Biological parents’ and grandparents’ lifetime history of AUD was obtained from both parents and participant using the Family History Assessment Module screener (FHAM) (49) and Schuckit's Problem List (4). Most participants had 2 biological parents as informants, and all participants had at least one. Of the FHP group, 100% had a parent with an AUD history, 79% had a multigenerational history, 63% had a biological father with a history of AUD, 46% had a biological mother with a history of AUD, 8% had positive history in both parents, and one subject had a history of AUD solely in their biological mother. Of the OA group, 14% had a parent with an AUD history, and 11% had a multigenerational history. FHN youth had no history of any substance use disorder in parents or grandparents.

Subjects were excluded if they had a history of head injury with loss of consciousness >2 minutes, neurological or medical problems, learning disabilities, psychiatric disorder, current psychotropic medication use, significant maternal drinking or drug use during pregnancy, left-handedness, sensory deficits, MRI contraindications; and parental history of bipolar I, psychotic disorder, or antisocial personality disorder.
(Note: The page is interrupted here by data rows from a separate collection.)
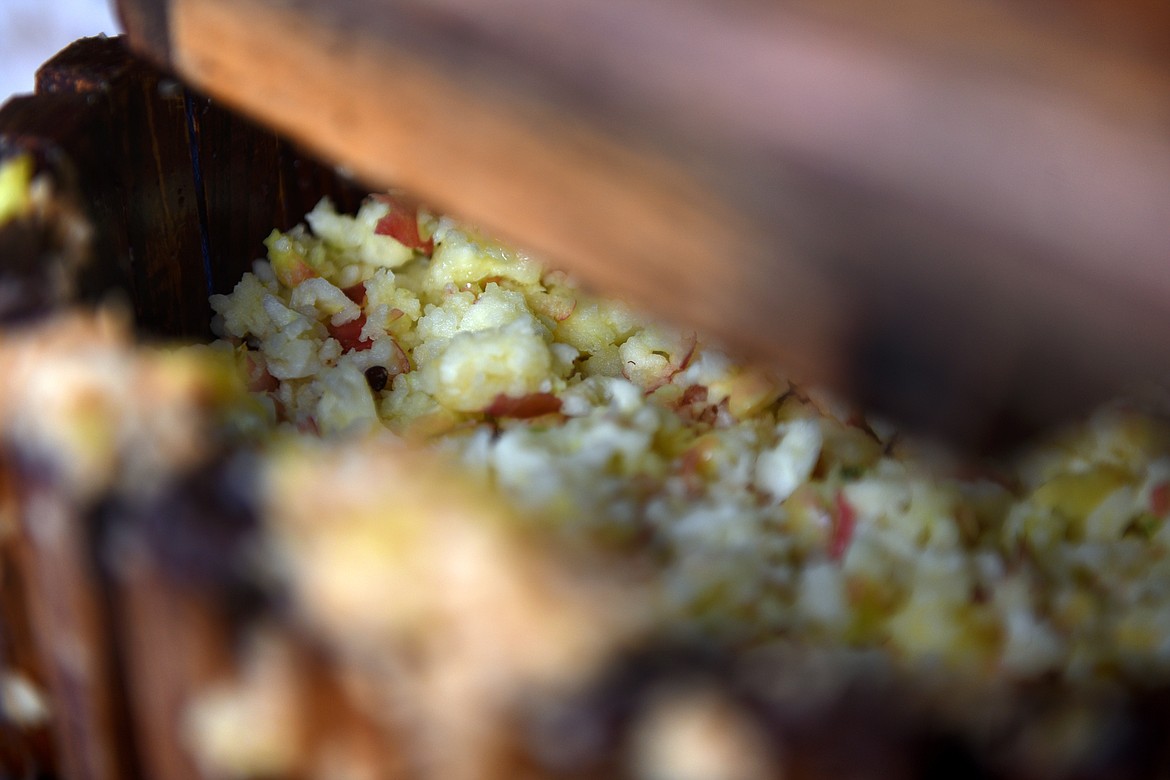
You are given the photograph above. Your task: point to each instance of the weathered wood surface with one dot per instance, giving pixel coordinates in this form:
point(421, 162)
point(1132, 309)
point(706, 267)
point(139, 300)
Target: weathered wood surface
point(178, 193)
point(952, 209)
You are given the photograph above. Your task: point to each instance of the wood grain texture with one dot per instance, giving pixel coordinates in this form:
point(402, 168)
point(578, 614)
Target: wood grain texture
point(784, 175)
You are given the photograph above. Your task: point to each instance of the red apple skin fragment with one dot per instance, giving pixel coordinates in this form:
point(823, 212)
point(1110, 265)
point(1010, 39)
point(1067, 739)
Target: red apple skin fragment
point(534, 405)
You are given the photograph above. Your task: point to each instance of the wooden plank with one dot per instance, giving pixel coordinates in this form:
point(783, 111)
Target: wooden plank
point(734, 165)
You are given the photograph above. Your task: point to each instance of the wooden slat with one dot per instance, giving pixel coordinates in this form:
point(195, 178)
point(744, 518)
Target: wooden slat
point(780, 174)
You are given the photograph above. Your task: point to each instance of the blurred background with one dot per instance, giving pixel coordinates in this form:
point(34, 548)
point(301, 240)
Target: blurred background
point(33, 30)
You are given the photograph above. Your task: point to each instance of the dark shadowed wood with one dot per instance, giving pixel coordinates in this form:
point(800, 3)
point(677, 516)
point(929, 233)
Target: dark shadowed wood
point(177, 191)
point(782, 174)
point(252, 183)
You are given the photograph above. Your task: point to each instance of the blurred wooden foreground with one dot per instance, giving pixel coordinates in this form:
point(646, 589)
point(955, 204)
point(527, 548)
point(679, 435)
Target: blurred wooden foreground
point(954, 211)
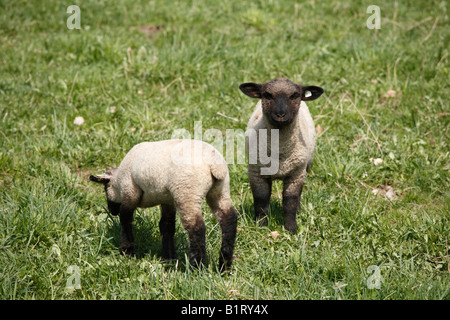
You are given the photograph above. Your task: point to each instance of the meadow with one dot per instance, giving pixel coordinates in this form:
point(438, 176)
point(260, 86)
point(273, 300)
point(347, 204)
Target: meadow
point(376, 202)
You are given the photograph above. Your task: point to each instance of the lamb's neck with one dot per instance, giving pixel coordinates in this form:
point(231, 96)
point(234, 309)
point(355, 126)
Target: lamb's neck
point(287, 137)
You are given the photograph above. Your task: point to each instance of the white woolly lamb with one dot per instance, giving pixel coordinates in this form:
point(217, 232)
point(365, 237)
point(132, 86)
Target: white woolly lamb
point(178, 175)
point(281, 108)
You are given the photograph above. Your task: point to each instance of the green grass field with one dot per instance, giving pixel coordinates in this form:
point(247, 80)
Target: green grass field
point(138, 70)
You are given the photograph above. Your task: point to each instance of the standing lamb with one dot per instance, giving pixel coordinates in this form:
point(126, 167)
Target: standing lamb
point(282, 107)
point(178, 175)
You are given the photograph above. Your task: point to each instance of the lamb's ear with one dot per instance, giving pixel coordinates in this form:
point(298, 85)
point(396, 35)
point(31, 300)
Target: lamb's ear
point(98, 179)
point(104, 178)
point(251, 89)
point(311, 93)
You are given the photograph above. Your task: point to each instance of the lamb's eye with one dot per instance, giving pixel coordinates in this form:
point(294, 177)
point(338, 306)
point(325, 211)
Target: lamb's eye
point(267, 95)
point(295, 96)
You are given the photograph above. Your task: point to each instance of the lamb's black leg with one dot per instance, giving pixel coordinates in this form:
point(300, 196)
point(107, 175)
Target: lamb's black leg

The youth and participating family members were financially compensated for participation.

Mood assessments

State measures were collected at the time of scanning. Current level of depression was assessed with the Beck Depression Inventory (BDI) (50), which has been validated with 12 to 14 year-olds (51). The state portion of the Spielberger State-Trait Anxiety Inventory (52) was administered to ensure that youths were not experiencing any nervousness that could influence fMRI results (53).

Procedures

Scanning parameters

Early adolescent brain images were acquired on a 1.5 Tesla General Electric Signa LX scanner. A high-resolution structural image was collected in the sagittal plane using an inversion recovery prepared T1-weighted three-dimensional spiral fast-spin echo sequence (repetition time = 2,000 ms, echo time = 16 ms, field of view = 240 mm, resolution = 0.9375 mm × 0.9375 mm × 1.328 mm). Functional imaging was collected in the axial plane using T2*-weighted spiral gradient recall echo imaging (156 repetitions, repetition time = 3000 ms, echo time = 40 ms, flip angle = 90°, field of view = 240 mm, 20 continuous 7 mm slices, in-plane resolution = 1.875 mm × 1.875 mm).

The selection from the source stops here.